2021年11月のお知らせ

今年の秋は、静かに「時間」が過ぎていきます。秋祭りの「お獅子の練習の鐘の音」が、夕暮れの静寂の中から聞こえてこないからです。秋祭りの後に行われる「お神楽」も中止になりました(がっかりです)。

久しぶりに、ショッピング・モールに出かけると、「想い出横丁」という出店に心が奪われました。覚えていますか?ビー玉の入った「ラムネ」飲料。紺色の箱にはいった「ココア シガレット」という商品名で、「たばこ」の形をした砂糖菓子。幼い子供たちは、大人がタバコを吹かしている姿を真似ていました(笑い)。

皆様にとって、思い出に残る「食べ物」は何でしょうか?幼いころ、神社の境内で見た「紙芝居」のおじさんから買った駄菓子。おじさんは自転車の荷台に、引き出し付きの「木箱」を備え付け、駄菓子を詰めていました。木箱の上に木枠で作られた「紙芝居の小さな劇場」。子どもたちは、駄菓子を食べながら「紙芝居」を見ます。もちろん、立ったままですよ(笑い)。お気に入りは、割りばし2本で「くるくる」と回しながら食べる「水あめ」。「型抜き菓子」と呼ばれる薄い干菓子(ひがし)を「型」どおりに切り抜くと、「おまけ」を頂けるというものでした。これは難しくて、すぐに干菓子は割れてしまいました。紙芝居の物語の内容は覚えていませんが、「どんどん」と響く太鼓の音、拍子木の「カチカチ」という音に、幼い私の心は「どきどき」しました。数人の「声」を使い分ける、おじさんの「語り声」を覚えています。

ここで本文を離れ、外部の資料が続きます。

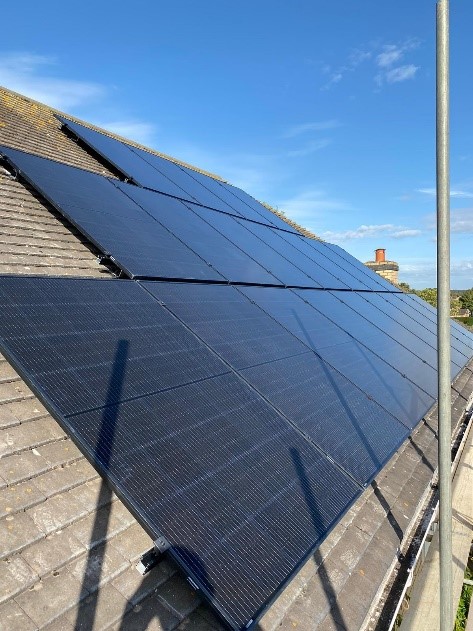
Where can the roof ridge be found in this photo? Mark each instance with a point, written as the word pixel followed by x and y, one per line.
pixel 51 110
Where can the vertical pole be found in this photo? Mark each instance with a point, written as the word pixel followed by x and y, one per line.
pixel 443 323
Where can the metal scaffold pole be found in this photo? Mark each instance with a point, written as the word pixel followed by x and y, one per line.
pixel 443 326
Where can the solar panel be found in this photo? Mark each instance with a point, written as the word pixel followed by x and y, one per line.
pixel 250 208
pixel 388 304
pixel 414 341
pixel 152 171
pixel 387 386
pixel 201 459
pixel 210 245
pixel 392 350
pixel 431 313
pixel 238 232
pixel 340 257
pixel 284 246
pixel 314 397
pixel 137 243
pixel 348 275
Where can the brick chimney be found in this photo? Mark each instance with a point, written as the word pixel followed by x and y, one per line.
pixel 380 255
pixel 387 269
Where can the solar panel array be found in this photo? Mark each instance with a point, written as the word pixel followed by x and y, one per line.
pixel 243 391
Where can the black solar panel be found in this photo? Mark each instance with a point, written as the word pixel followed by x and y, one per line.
pixel 347 274
pixel 200 458
pixel 238 422
pixel 239 233
pixel 152 171
pixel 137 243
pixel 429 312
pixel 371 373
pixel 392 350
pixel 313 396
pixel 337 256
pixel 211 246
pixel 424 328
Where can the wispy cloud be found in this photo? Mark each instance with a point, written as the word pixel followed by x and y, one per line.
pixel 461 221
pixel 355 58
pixel 306 206
pixel 310 147
pixel 373 230
pixel 402 73
pixel 297 130
pixel 453 193
pixel 461 269
pixel 385 59
pixel 30 74
pixel 392 53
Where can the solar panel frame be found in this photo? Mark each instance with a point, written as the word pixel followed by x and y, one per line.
pixel 237 232
pixel 340 257
pixel 104 219
pixel 391 350
pixel 230 262
pixel 370 373
pixel 314 476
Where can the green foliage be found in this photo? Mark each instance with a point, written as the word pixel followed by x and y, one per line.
pixel 464 605
pixel 466 299
pixel 429 295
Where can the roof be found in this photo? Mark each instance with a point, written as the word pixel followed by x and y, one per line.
pixel 70 546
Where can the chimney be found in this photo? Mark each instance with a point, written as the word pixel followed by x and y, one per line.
pixel 380 255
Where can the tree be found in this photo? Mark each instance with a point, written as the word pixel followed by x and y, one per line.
pixel 405 287
pixel 466 299
pixel 429 295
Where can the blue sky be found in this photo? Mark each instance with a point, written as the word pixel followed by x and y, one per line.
pixel 324 109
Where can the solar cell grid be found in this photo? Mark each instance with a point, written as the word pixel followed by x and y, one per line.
pixel 197 455
pixel 238 233
pixel 237 330
pixel 390 326
pixel 425 329
pixel 284 246
pixel 389 349
pixel 137 243
pixel 199 236
pixel 347 275
pixel 370 373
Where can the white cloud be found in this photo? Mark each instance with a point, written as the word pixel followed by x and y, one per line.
pixel 391 53
pixel 29 74
pixel 297 130
pixel 458 268
pixel 384 61
pixel 305 206
pixel 309 148
pixel 462 221
pixel 453 193
pixel 373 230
pixel 402 73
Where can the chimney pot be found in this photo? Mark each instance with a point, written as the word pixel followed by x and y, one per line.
pixel 380 255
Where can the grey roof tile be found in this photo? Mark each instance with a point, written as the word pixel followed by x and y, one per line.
pixel 15 577
pixel 19 497
pixel 16 532
pixel 52 552
pixel 53 596
pixel 13 618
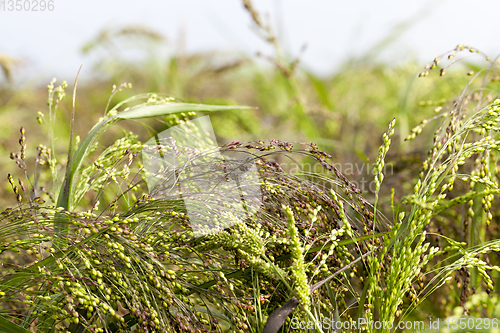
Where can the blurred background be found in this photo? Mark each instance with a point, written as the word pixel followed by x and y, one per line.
pixel 332 72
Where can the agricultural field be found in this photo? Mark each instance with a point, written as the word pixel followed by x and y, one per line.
pixel 191 194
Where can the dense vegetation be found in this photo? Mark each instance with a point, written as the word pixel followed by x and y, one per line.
pixel 372 196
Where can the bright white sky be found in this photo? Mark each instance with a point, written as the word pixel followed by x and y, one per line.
pixel 49 43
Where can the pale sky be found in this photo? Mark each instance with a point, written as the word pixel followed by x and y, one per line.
pixel 49 42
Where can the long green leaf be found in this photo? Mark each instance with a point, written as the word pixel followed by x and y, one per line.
pixel 7 326
pixel 139 112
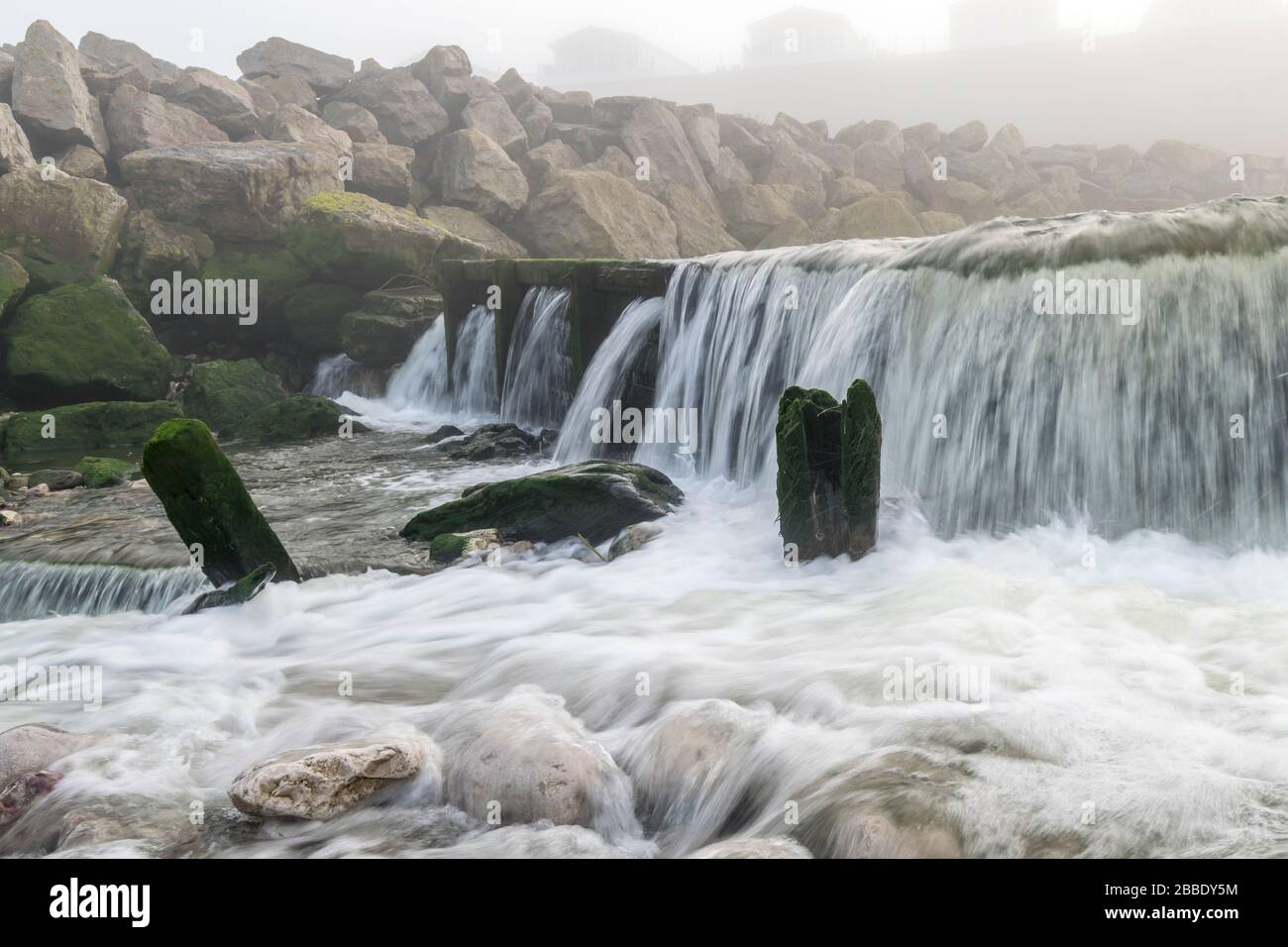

「街頭紙芝居」は1930年に誕生し、1950年代、全国に数万人に及ぶ「街頭紙芝居師」が活躍していたそうです。子どもたちに正しい道徳観を教えるために、「紙芝居業者免許証」という制度のもとで普及しました。しかし、テレビやマンガの普及につれて衰退。木綿の白い帽子をかぶった「紙芝居のおじさん」も、いつの間にか見かけなくなりました。日本の漫画界の草分けである「ゲゲゲの鬼太郎」作者の「水木しげる」や「カムイ伝」作者の「白戸三平」たちは若いころ、紙芝居の制作に携わっていたそうです。劇作家の「寺山修二」や「唐 十郎」は紙芝居から、「人生の楽しさと悲哀を感じた」と記されています。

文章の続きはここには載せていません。